Fist’s red painted lips slid into a grimacing smile. ‘Don’t move, Jack,’ he called over. ‘Haven’t switched you to lucid weavestate yet. Not that I wouldn’t enjoy watching you bump into walls, but got to protect my future property.’
He closed his eyes for a moment. Jack imagined him frowning in concentration. The puppet’s face was too rigid to show such a subtle emotion. Jack wondered how Fist would cope with a real, human face, when the time came. He felt briefly pleased that he could set Fist’s gleeful anticipation aside and think about his own death so dispassionately. Andrea had pointed out how passive the puppet’s role in it really was. Now Jack usually tried to imagine that he was suffering from a disease that would take his life in an efficient and entirely impersonal way.

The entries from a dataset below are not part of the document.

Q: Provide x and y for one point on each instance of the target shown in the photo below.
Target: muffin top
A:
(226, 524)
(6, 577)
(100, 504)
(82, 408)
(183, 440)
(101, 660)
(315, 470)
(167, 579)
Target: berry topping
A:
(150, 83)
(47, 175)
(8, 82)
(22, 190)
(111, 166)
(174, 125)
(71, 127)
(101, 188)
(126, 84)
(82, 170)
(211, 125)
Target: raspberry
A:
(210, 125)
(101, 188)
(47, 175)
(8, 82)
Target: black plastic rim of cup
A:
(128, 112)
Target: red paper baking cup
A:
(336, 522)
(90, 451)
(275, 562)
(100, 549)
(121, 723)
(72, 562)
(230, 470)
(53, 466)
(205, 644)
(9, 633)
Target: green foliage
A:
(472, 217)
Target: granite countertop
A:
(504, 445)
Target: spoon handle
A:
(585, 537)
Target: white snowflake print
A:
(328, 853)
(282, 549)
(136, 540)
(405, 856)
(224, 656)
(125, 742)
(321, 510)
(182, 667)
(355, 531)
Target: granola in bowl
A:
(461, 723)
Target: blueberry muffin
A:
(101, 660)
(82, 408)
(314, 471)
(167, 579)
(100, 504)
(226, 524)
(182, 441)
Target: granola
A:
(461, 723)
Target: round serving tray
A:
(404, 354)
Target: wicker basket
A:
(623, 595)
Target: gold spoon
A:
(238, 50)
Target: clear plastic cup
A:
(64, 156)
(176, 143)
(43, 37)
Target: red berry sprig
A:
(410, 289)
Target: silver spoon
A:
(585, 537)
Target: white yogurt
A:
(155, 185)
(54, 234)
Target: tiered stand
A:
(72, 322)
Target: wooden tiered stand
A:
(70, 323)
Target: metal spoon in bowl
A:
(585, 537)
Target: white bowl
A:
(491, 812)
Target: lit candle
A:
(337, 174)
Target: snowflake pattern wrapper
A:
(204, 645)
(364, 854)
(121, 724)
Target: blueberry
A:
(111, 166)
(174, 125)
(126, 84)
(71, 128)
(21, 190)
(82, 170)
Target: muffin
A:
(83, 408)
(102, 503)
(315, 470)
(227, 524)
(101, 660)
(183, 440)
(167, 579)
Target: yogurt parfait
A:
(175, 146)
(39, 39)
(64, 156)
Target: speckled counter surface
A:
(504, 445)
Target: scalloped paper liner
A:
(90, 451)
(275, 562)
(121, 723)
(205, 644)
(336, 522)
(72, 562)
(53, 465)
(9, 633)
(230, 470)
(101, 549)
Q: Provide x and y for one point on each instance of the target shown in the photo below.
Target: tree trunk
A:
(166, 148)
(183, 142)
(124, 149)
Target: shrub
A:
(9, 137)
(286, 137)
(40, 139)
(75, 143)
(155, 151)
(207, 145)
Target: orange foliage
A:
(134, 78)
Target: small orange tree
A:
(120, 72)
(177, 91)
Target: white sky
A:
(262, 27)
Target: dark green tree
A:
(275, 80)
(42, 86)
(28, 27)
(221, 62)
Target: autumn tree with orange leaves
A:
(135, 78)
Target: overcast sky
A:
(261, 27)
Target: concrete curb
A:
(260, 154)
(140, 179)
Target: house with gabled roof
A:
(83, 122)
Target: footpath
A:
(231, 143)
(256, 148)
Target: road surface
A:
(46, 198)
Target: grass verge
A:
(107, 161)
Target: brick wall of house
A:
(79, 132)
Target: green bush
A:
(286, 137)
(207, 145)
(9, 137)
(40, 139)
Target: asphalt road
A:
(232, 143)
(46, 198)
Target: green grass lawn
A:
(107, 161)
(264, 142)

That hadn’t always been easy, but it was something that – most of the time – he could manage.
The landscape shimmered briefly and then was still. ‘There!’ chirped Fist. ‘Motor neuron management systems patched in. The Night Hag’ll activate automatically from now on. You’re fine to move, it’s all just subjective.’
Jack took one experimental step, then another. The weave reached deep into his cerebrum, making imagined action seem entirely real. It was a sensation he hadn’t felt for seven years. Once, it had permeated his life. It had taken a long time to learn how to leave it behind, to let go of all that it had underpinned. The experience of that letting go had helped him as he’d grappled with the greater loss he would soon face. That, and the promise of some small happiness with Andrea, in the few months that remained to him.
‘Now we’re here,’ Fist said obliviously, ‘let’s get social!’ He skipped over to a roughly hacked block of soft white limestone that stood at the heart of the garden. ‘That was your dad, wasn’t it?’
‘Yes.’
Fist affected an archaic accent. Jack didn’t recognise it. ‘He’s blocked you good and proper, guv’nor. Want me to try and open him up? You can surprise him.’